Tender and Support Agreement
Concurrently with the execution and delivery of the Merger Agreement, UnitedHealth Group, Purchaser and the Supporting Shareholders, who collectively own,
beneficially or of record, an aggregate of 17,326,715 Shares (the Subject Shares), entered into a Tender and Support Agreement, dated as a December 9, 2019 (the Tender and Support Agreement). Pursuant to the Tender and
Support Agreement, the Supporting Shareholders have agreed to validly tender the Subject Shares into the Offer no later than fifteen (15) business days after the commencement of the Offer, unless and until the date the Offer shall have been
terminated or expired with no further extensions or re-extensions of the Offer being permitted or required pursuant to the Merger Agreement, or the Tender and Support Agreement shall have been terminated.

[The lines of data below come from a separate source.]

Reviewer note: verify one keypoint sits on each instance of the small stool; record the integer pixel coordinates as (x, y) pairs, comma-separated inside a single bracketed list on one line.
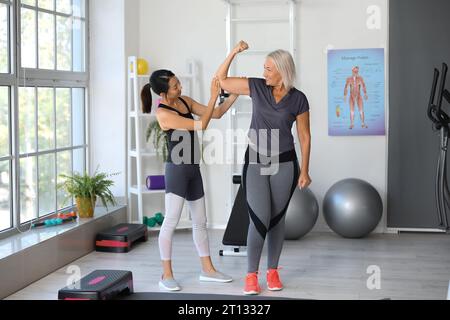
[(120, 237), (99, 285)]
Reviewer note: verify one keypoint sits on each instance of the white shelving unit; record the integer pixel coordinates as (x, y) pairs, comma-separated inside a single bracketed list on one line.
[(137, 152), (236, 17)]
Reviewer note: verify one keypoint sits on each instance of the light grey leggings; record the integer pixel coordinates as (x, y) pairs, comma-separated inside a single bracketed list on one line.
[(268, 197)]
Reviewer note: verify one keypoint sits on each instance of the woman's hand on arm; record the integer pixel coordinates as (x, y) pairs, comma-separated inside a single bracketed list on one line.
[(170, 120)]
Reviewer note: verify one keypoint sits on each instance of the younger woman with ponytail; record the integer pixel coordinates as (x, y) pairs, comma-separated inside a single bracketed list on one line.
[(182, 174)]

Pursuant to the Tender and Support Agreement, the Supporting Shareholders have also agreed to vote at any annual or special meeting of Diplomats shareholders, and have appointed UnitedHealth Group, and any other person designated by
UnitedHealth Group, as their proxy to vote, or cause to be voted, the Subject Shares (i) against any action, proposal, transaction or agreement that would reasonably be expected to (A) result in a breach of any covenant, representation or
warranty or any other obligation or agreement of Diplomat contained in the Merger Agreement, or of any Supporting Shareholder contained in the Tender and Support Agreement or (B) result in any of the conditions set forth in Article VI or Annex
II of the Merger Agreement not being satisfied on or before the date that is six months after the date of the Merger Agreement; (ii) against any agreement or arrangement related to or in furtherance of any Competing Proposal (as defined in the
Merger Agreement); (iii) against any other action, agreement or transaction the consummation of which would reasonably be expected to materially impede, materially interfere with, materially delay, materially postpone, materially discourage or
adversely affect consummation of the Offer, the Merger and the other transactions contemplated by the Merger Agreement by Diplomat, UnitedHealth Group or Purchaser, including (x) any extraordinary corporate transaction, such as a merger,
acquisition, sale, consolidation or other business combination involving Diplomat (other than the Merger); (y) a sale, lease, license or transfer of a material amount of assets of Diplomat or any reorganization, recapitalization, extraordinary
dividend or liquidation of Diplomat; or (z) any change in the present capitalization of Diplomat or any amendment or other change to Diplomats organizational documents (in the case of each of clauses (x), (y) and (z), solely to the extent
Diplomat is prohibited from taking such action pursuant to the Merger Agreement); and (iv) in favor of (A) the approval of the adoption of the Merger Agreement and the transactions contemplated thereunder and (B) any other matter
necessary for consummation of the Offer, the Merger and the other transactions contemplated by the Merger Agreement, which is considered at any such meeting of shareholders, and in connection therewith to execute any documents reasonably requested
by UnitedHealth Group that are necessary or appropriate in order to effectuate the foregoing.
The Tender and Support Agreement and the irrevocable proxy
granted to UnitedHealth Group or its designee thereunder, will automatically terminate upon the occurrence of certain circumstances, including the termination of the Merger Agreement in accordance with its terms.